Kafka
Reading kafka documentation
last update: 2024-12-15
Apache kafka
event streaming platform
- Events? - incident of change
Kafka and Events - Key/value pairs
based on Distributed commit log
kafka represents everything in memory in bytes and data is serialised by the language SDK.
domain objects are representation of datastructures present in the screen
Values are typically serialised representation of a domain object
Keys can also be complex domain objects, but are often primitive data types
Kafka Topics
A topic is like a table in an RDB. Topics can be used to hold different kinds of events. A topic is a log of events. They are append only. Events in the logs are immutable. its very difficult to make something “unhappen”. Logs are fundamentally durable things. Traditional enterprise messaging systems have topics and queues, buffering between source and destination Since Kafka topics are logs, there is nothing inherently temporary about the data in them. Every topic can be configured to expire or retain indefinitely.
kafka partitioning
To achieve horizontal scalability, kafka can run in multiple nodes while replicating.

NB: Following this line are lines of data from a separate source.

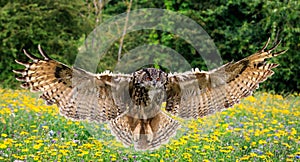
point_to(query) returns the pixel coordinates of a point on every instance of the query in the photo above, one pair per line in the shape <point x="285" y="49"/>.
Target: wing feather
<point x="199" y="93"/>
<point x="80" y="95"/>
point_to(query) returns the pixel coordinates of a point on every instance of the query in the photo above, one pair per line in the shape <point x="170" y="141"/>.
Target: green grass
<point x="261" y="128"/>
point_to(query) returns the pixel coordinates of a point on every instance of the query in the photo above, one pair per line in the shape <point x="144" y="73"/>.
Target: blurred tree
<point x="58" y="26"/>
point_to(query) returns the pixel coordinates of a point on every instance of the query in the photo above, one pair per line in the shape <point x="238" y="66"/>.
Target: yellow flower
<point x="3" y="146"/>
<point x="24" y="133"/>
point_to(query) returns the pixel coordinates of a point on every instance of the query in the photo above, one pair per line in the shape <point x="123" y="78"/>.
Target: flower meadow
<point x="261" y="128"/>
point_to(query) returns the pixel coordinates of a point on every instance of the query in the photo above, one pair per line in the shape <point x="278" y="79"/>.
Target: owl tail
<point x="144" y="134"/>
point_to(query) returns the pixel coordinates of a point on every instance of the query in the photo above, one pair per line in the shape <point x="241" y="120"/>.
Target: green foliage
<point x="56" y="25"/>
<point x="238" y="28"/>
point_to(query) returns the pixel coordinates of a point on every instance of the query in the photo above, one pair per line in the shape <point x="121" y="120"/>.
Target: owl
<point x="131" y="104"/>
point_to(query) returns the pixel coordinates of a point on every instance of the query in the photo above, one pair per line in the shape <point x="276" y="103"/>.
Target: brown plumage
<point x="131" y="103"/>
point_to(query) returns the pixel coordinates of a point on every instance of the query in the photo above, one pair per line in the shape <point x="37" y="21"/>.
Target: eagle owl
<point x="131" y="103"/>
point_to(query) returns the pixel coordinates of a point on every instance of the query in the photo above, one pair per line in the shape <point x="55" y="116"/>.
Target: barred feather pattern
<point x="80" y="95"/>
<point x="131" y="103"/>
<point x="198" y="93"/>
<point x="145" y="134"/>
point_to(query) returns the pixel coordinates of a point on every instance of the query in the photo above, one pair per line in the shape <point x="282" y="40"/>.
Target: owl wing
<point x="197" y="93"/>
<point x="80" y="95"/>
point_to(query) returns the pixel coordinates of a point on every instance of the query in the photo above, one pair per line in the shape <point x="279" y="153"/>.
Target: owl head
<point x="150" y="78"/>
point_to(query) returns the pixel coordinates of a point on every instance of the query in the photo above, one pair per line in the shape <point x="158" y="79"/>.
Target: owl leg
<point x="148" y="131"/>
<point x="137" y="132"/>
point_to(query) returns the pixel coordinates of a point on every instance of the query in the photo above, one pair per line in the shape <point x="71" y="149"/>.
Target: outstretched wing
<point x="198" y="93"/>
<point x="79" y="95"/>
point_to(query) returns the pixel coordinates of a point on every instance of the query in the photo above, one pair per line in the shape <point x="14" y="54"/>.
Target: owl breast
<point x="147" y="93"/>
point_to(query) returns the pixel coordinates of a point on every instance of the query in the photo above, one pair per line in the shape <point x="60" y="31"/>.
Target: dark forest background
<point x="238" y="28"/>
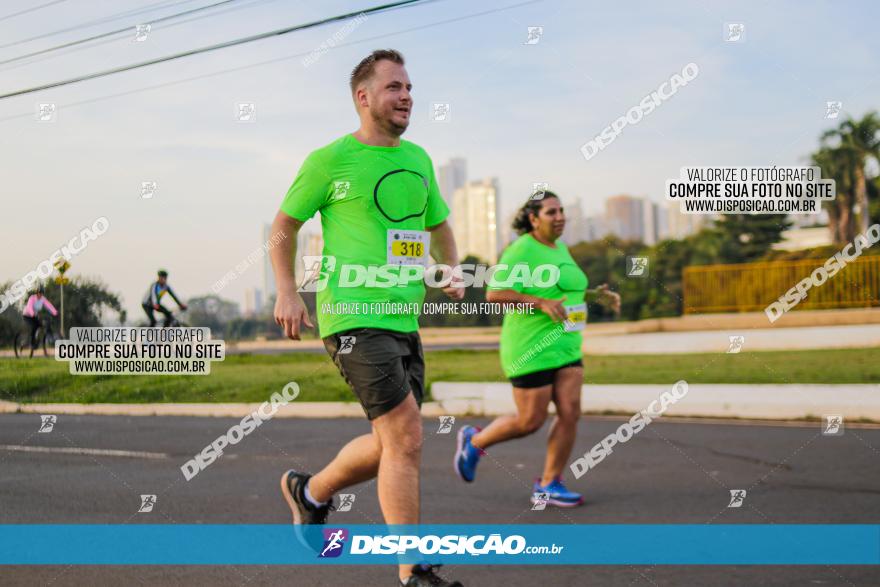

partitioning, takes a single topic log (imagine table) and breaks it into multiple logs, each of which can live on a separate node in the kafka cluster. This enables us to split the processing across many nodes These partitions are represeneted as keys if a message has no key, all messages will be distributed round-robin among all the topic’s partitions.
Kafka and file system
Kafka is hyper optimised for sequential read of messages.
The “Sequential” part is crucial as it lets as reduce a lot of architecture complexity. In a typical B-Tree you can expect these operations to have O(log N). But, in the case of Kafka only one is enough because kafka manages an append only log, which means read, write and update are all O(1) This relative ease of message management also enables kafka to maintain messages for longer periods than a typical message queue
Reduced Byte copying
Typically, Data is read from input and then transformed and, pushed to output.
Kafka uses few optimizations to overcome this.
- all consumers, producers, clients and servers utilize the same message format, so that there is reduced byte processing.
- the
sendfile
syscall is utilized, so that data does reaches the userspace and gets handled by the kernel. - batching messages sent from server to client, so that data is packed efficiently per network call and there are no wasted bytes
Kafka Consumer design
The consumer polls in batchs
Kafka used to have zookeeper now, it utilizes a RAFT based consensus mechanism after the KIP-500 update.